Malvern festival focuses on healthy living

Organizers of Malvern in Motion are mystified as to why the turnout was dramatically lower than previous years.

The Malvern Community Coalition hosted Malvern in Motion, its 6th annual neighbourhood festival, Sept. 11. The event focused on health and wellness by encouraging good eating habits and active living.

Malvern in Motion chair Venesse Lewis says she hoped for a bigger crowd, as nearly 800 people came out last year compared to 200 this year.

Despite the fewer people than expected, the grounds outside the Malvern Community Recreation Centre boomed with music, dance, and laughter. The smaller crowd meant more room for kids to run and play.

Parents and children lined up for free food, including roasted corn, catered Caribbean food and cake, while youth volunteers handed out soft drinks and freshly made popcorn.

Members of the city’s police, fire, and EMS departments also made appearances, and were greeted by grinning, giggling kids wanting to get a look inside their vehicles.

Marie Clarke Walker, the local residence organizer, said the goal of the festival is to engage young people in the community and to teach them the importance of being involved.
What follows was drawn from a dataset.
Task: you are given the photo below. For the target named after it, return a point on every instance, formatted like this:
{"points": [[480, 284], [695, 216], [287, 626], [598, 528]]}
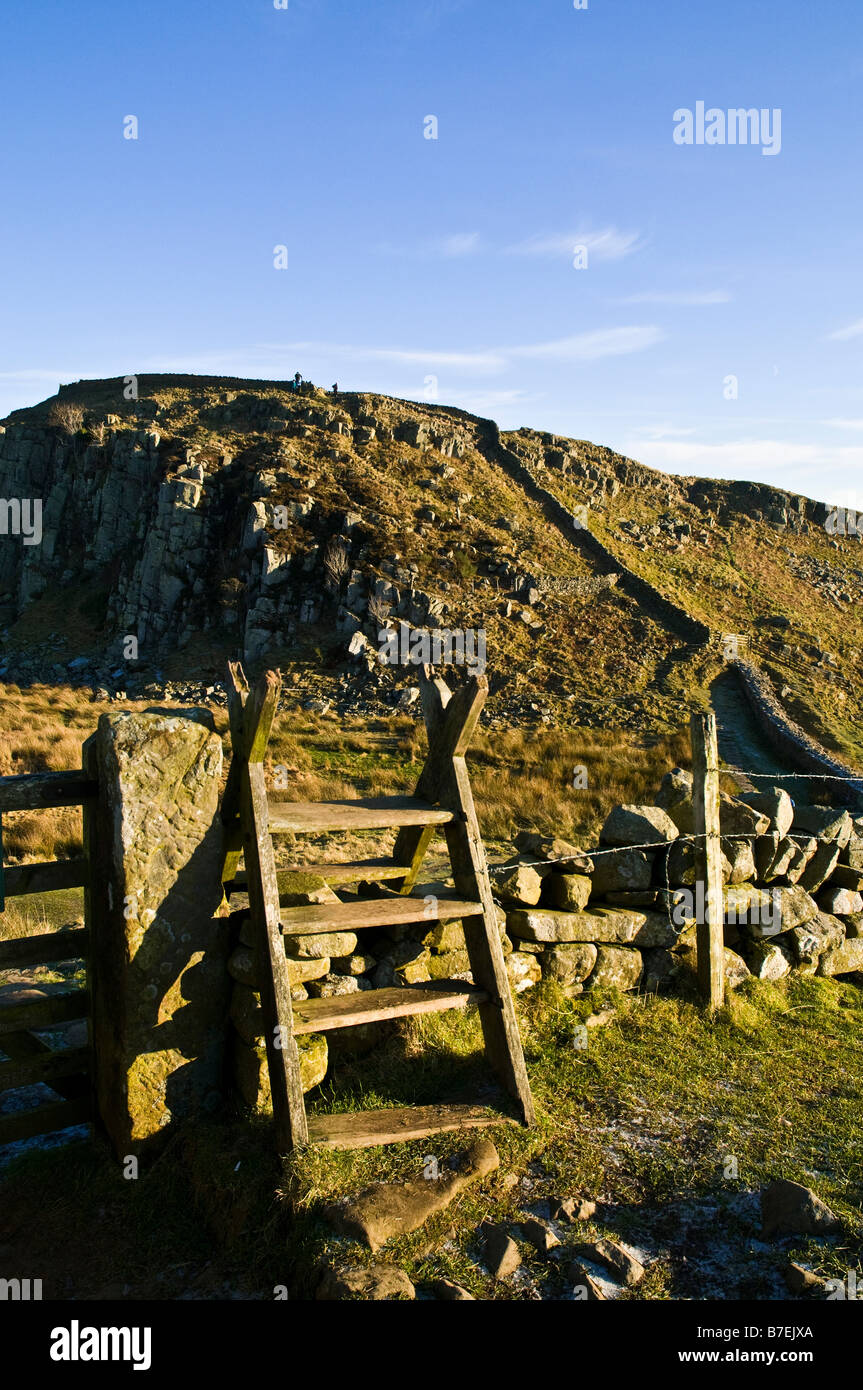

“There is both a youth component and a workshop component so that we can engage youth and they can engage us — frankly, it should be about them engaging us more than us engaging them,” Walker said. “This is their community, their future. Most of us that are involved are on our way out. So the building is for the next generation and the generation after that.”

Agencies including Taibu Community Health Centre and Action for Neighbourhood Change staffed booths promoting strong and healthy individuals and communities.

Labour coalition Good Jobs for All held a workshop educating about the importance of public services in building strong communities and of making them accessible to everyone.

“If we let our public services — our schools, our hospitals, our community centres, our libraries, our roads — collapse, it will take more than one or two or three generations to get them back,” Walker said. “If we don’t have those things, you’re looking at user fees most people won’t be able to afford, so they won’t be able to have those services that we currently enjoy.”